ATMs run out of notes: Here's the reason behind the massive cash crunch Although the rate of cash circulation has surpassed the pre-demonetisation level, it is not in tandem with the rate of economic growth
Automated Teller Machines (ATMs) across various states are running dry with the present situation reminiscent of demonetisation of highvalue currency notes one-and-a-half years back. States, including Gujarat, Uttar Pradesh, Madhya Pradesh, Bihar, Andhra Pradesh, Manipur and Telangana, have reported shortage of cash at ATMs. A stock-taking analysis submitted by the Reserve Bank of India (RBI) found that the rate of cash withdrawal was much higher than the rate of cash deposits in Andhra Pradesh, Bihar, Karnataka, Maharashtra, Rajasthan, Uttar Pradesh, Madhya Pradesh, and Telangana, among other states. Complaints of cash crunch have been reported from semi-urban and rural regions of the states. Although the rate of cash circulation has surpassed the predemonetisation level, it is not in tandem with the rate of economic growth.

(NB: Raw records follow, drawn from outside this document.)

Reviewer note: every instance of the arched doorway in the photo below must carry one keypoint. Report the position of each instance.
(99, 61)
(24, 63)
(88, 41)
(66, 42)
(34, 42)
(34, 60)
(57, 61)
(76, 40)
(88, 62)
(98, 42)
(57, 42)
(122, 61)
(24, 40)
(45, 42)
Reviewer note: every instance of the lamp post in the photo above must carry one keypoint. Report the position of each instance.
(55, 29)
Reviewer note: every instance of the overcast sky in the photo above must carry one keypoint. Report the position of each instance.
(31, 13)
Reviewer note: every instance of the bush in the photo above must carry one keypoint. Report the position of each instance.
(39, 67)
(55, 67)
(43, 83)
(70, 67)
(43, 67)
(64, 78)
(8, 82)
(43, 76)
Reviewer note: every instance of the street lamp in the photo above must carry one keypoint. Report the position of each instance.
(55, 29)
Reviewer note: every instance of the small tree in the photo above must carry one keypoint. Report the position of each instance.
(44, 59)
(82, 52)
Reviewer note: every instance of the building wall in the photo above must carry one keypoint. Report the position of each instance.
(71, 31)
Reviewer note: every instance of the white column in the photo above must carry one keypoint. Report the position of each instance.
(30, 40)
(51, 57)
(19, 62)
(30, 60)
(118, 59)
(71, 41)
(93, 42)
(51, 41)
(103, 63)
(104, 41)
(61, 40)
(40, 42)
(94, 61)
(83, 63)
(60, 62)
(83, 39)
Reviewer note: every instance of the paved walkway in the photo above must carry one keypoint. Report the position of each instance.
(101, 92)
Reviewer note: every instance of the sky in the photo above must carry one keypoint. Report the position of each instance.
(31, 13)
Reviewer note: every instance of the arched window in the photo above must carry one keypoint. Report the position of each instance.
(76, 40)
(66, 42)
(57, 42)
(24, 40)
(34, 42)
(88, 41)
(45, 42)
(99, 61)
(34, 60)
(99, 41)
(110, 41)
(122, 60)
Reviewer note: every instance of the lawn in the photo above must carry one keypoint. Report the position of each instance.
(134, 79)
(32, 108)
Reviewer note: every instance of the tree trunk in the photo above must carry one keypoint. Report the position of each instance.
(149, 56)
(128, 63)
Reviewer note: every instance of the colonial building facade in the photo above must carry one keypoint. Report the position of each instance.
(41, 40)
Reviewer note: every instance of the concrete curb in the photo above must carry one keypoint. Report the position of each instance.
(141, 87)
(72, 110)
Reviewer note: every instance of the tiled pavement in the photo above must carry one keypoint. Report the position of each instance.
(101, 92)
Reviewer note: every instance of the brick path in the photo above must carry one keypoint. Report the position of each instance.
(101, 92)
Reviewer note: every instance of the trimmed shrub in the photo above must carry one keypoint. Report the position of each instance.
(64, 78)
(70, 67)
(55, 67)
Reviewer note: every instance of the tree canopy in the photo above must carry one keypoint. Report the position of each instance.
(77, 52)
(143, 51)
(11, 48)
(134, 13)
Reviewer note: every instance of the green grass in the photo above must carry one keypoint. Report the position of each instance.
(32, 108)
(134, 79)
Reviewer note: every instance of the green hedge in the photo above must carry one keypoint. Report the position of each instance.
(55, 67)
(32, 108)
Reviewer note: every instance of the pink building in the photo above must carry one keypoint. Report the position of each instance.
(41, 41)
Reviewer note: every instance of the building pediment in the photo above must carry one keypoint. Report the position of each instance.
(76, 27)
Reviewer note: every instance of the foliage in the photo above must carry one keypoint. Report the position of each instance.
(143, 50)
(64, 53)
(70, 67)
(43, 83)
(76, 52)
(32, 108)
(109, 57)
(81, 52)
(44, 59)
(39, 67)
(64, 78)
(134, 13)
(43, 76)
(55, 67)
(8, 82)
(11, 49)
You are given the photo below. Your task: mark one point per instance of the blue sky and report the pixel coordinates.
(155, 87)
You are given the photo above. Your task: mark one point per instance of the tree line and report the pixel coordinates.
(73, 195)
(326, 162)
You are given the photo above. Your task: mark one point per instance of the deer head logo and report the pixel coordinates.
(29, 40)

The notes in circulation on November 4, 2016 - four days before the Union government announced demonetisation of Rs 500 and Rs 1,000
notes - were Rs 17.74 trillion. Currency notes in circulation are now at Rs 18.04 trillion. The cash in circulation-to-GDP ratio before demonetisation stood at 11.6% and it has declined to 10.7% at present. The Centre on Tuesday admitted to the cash crunch and blamed it on uneven distribution of currency by the RBI across states. “There is an issue of disparity. Some states have less currency and the others have more. Government has formed state-wise committee and RBI has also formed a committee to transfer currency from one state to the other. In two-three days, this problem will be resolved,” Minister of State in Finance Shiv Pratap Shukla told TV channels. Gujarat deputy chief minister Nitin Patel told a newspaper few days back that the state is in touch with the RBI to resolve the issue of cash crunch. “In Gujarat, the currency chests were not getting adequate supply of cash from the RBI,” said an executive director of a public sector bank. ATMs dried up in north Bihar due to issues related to transportation of cash from currency chests located in other parts of the state, officials said. The Manipur government also wrote a letter to the finance ministry apprising them of acute shortage of cash in the state. Senior finance ministry officials, who held a meeting with RBI's currency circulation division, banks and state government officials on Thursday, blamed the shortage of cash to various factors, including mismanagement of cash flow by banks, recalibration of ATMs to support the new currency notes, and logistical issues. Public sector bank executives also said there is a spurt in demand for cash to make payments for agricultural activities as well.